Alexander Herman, directeur de l’Institute of Art and Law, rappelle que cette réglementation figurait parmi les plus critiquées par les professionnels lors de son adoption.

Selon lui, peu d’éléments démontraient alors que le marché de l’art constituait un vecteur majeur de blanchiment d’argent au sein de l’Union européenne.
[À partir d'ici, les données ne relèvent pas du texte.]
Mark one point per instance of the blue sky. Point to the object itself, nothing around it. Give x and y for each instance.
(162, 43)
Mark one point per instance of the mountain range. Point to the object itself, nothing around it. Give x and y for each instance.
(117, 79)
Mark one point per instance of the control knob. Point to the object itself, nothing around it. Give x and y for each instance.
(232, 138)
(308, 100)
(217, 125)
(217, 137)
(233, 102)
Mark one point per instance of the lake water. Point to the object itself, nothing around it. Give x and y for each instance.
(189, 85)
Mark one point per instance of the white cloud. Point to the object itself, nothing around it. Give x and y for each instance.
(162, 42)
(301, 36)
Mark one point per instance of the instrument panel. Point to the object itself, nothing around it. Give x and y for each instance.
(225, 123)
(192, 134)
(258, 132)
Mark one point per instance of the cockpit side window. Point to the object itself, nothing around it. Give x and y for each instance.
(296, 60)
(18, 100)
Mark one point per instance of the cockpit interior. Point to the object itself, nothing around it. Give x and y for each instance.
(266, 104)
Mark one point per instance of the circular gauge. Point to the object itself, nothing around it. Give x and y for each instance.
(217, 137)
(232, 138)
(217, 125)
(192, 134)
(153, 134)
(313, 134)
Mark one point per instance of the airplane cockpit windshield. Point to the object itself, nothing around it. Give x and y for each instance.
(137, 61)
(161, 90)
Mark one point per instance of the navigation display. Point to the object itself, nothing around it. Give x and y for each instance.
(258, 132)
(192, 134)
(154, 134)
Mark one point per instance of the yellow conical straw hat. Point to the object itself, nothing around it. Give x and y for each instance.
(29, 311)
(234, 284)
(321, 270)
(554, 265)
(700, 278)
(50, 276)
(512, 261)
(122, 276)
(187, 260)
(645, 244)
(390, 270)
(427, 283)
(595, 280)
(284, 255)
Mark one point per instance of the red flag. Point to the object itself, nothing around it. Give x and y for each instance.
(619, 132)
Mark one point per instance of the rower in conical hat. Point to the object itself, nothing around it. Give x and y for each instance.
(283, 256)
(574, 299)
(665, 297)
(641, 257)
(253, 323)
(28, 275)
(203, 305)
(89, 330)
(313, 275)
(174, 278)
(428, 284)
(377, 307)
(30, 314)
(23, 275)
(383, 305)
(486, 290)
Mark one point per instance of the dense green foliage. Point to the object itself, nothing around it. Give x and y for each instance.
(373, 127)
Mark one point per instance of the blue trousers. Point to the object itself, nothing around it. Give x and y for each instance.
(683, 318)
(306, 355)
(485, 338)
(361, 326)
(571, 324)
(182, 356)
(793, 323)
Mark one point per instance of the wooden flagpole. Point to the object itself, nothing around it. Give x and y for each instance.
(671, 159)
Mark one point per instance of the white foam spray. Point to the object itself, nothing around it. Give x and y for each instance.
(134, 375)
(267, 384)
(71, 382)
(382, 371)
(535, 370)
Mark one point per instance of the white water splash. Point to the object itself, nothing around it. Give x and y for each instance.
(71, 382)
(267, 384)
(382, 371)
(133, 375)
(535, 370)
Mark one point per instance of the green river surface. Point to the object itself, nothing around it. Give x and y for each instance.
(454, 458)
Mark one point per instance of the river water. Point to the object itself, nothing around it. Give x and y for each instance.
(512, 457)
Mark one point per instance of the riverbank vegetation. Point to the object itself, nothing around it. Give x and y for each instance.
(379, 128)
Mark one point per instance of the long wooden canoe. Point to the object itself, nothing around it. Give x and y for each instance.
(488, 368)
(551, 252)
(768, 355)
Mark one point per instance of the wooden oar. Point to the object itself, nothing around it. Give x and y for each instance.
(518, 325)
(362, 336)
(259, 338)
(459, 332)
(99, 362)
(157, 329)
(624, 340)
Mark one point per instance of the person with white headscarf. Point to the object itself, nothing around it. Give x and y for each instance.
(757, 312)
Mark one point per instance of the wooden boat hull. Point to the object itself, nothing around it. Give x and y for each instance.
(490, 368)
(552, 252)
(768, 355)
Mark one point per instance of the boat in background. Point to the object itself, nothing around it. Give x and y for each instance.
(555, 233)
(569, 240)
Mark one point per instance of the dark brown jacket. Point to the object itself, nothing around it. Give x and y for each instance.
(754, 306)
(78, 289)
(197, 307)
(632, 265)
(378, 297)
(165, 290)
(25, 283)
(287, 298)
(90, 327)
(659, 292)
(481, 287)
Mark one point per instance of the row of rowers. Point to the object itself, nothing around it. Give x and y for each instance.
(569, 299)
Pourtant, malgré le Brexit, le Royaume-Uni a choisi de conserver ces obligations de conformité, générant des coûts administratifs particulièrement lourds pour les petits marchands et les galeries indépendantes.

Le spécialiste estime ainsi que le Royaume-Uni a maintenu certaines des règles européennes les plus contraignantes, tout en supprimant des dispositifs beaucoup moins utilisés.
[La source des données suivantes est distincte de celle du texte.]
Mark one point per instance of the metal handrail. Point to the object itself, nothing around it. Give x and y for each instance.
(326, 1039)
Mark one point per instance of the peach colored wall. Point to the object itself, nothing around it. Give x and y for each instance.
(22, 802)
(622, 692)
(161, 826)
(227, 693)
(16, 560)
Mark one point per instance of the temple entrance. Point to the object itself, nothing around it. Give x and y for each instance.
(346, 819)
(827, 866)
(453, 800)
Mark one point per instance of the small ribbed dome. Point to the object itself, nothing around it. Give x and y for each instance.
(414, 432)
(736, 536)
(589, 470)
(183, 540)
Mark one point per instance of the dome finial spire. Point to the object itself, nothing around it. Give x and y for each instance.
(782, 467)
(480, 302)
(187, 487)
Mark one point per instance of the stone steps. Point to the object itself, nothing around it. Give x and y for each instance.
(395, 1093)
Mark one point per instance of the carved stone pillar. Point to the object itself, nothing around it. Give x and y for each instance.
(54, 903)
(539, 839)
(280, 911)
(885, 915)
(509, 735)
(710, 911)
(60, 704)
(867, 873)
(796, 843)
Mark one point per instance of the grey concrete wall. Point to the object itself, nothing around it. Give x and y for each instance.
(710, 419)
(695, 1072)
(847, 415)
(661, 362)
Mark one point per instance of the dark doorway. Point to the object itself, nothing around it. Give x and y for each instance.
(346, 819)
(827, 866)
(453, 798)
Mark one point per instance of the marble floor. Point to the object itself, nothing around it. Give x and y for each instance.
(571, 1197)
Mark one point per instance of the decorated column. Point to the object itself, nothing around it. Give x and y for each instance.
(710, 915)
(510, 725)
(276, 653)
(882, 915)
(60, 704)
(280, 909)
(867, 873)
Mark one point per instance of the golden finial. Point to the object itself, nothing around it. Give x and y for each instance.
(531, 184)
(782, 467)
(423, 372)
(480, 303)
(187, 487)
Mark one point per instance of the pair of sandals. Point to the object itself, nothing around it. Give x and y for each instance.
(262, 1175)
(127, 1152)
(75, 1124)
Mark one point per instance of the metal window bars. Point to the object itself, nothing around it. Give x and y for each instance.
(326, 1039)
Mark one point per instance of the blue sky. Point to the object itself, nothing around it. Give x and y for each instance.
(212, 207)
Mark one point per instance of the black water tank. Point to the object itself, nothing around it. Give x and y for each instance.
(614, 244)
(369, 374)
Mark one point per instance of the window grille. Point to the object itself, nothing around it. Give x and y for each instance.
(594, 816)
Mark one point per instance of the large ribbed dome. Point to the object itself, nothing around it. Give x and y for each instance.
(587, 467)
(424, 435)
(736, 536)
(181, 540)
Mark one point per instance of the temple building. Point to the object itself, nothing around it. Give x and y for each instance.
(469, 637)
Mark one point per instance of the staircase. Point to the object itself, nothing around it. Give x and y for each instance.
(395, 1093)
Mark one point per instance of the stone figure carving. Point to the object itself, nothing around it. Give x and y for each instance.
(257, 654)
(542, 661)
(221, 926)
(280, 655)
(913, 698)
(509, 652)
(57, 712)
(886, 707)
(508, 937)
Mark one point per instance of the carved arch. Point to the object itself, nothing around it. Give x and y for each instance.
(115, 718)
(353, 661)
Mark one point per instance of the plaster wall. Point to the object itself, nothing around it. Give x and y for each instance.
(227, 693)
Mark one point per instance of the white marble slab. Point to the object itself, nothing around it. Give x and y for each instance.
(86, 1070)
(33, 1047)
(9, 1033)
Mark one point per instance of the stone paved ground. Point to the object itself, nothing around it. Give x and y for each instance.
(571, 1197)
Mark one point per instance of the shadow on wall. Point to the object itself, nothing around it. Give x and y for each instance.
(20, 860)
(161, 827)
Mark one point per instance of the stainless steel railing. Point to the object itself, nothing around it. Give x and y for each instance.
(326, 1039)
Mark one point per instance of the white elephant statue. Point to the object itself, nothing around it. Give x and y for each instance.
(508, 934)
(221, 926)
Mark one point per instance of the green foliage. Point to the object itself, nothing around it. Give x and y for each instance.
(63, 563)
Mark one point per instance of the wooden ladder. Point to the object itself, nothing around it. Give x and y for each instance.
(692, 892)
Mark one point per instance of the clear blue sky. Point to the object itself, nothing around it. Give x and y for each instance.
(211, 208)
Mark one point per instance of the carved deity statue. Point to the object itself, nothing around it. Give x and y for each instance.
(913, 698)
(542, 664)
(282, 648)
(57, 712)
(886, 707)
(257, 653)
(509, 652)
Le paradoxe du Windsor Framework

L’exemple le plus frappant de cette situation demeure le Windsor Framework, conclu en 2023 afin d’encadrer les échanges entre la Grande-Bretagne et l’Irlande du Nord.

En vertu de cet accord, le règlement européen relatif à l’importation des biens culturels continue de s’appliquer en Irlande du Nord, alors qu’il ne s’applique plus dans le reste du Royaume-Uni.

Cette situation produit une conséquence qualifiée d’ironique par Alexander Herman : Arts Council England, organisme public britannique, doit appliquer une réglementation européenne lorsqu’une œuvre d’art circule entre la Grande-Bretagne et l’Irlande du Nord.

Autrement dit, une institution britannique est aujourd’hui chargée de faire respecter des règles européennes sur un trajet qui s’effectue pourtant à l’intérieur du territoire britannique.

Pour le juriste, cette situation illustre les compromis politiques rendus nécessaires afin de préserver les accords de paix nord-irlandais, mais aussi la difficulté à construire une politique cohérente pour le marché de l’art après le Brexit.

Une adaptation permanente des professionnels

Face à cette complexité réglementaire, le secteur développe progressivement de nouvelles pratiques.

Les entreprises de transport d’œuvres d’art investissent davantage dans les entrepôts sous douane, tandis que certaines proposent désormais de réaliser elles-mêmes les formalités douanières pour leurs clients.

Les galeries renforcent également leurs collaborations avec des partenaires européens ou réorganisent leur présence internationale afin de limiter les coûts administratifs.

Pour Alexander Herman, le véritable enjeu dépasse désormais la simple question réglementaire. Dix ans après le référendum, le Royaume-Uni a conservé certaines règles européennes, en a abandonné d’autres et applique parfois des normes européennes sur son propre territoire. Cette évolution progressive, plus que spectaculaire, souligne selon lui l’absence d’une vision globale pour accompagner durablement le marché de l’art britannique dans l’ère post-Brexit.


Pour en savoir plus

  • Institute of Art and Law – analyses d’Alexander Herman
  • Mishcon de Reya – département Art Law
  • Arts Economics – The British Art Market
  • Art Basel & UBS Global Art Market Report 2026
  • British Art Market Federation (BAMF)

FAQ

Qu’est-ce qu’un carnet ATA ?

Le carnet ATA est un document douanier international permettant de transporter temporairement des marchandises, notamment des œuvres d’art, sans payer immédiatement les droits et taxes d’importation.

Pourquoi le Brexit complique-t-il les échanges d’œuvres d’art ?

La sortie du marché unique européen a réintroduit des formalités douanières, des déclarations administratives, des contrôles fiscaux et des coûts logistiques qui n’existaient plus auparavant entre le Royaume-Uni et les États membres de l’Union européenne.

Qu’est-ce que la directive anti-blanchiment (5AMLD) ?

Cette réglementation européenne impose aux professionnels du marché de l’art de vérifier l’identité de leurs clients et l’origine des fonds lors de certaines transactions afin de lutter contre le blanchiment d’argent.

Pourquoi le Windsor Framework est-il considéré comme paradoxal ?

Parce qu’il conduit une institution britannique, Arts Council England, à appliquer des règles européennes pour certains transports d’œuvres entre la Grande-Bretagne et l’Irlande du Nord.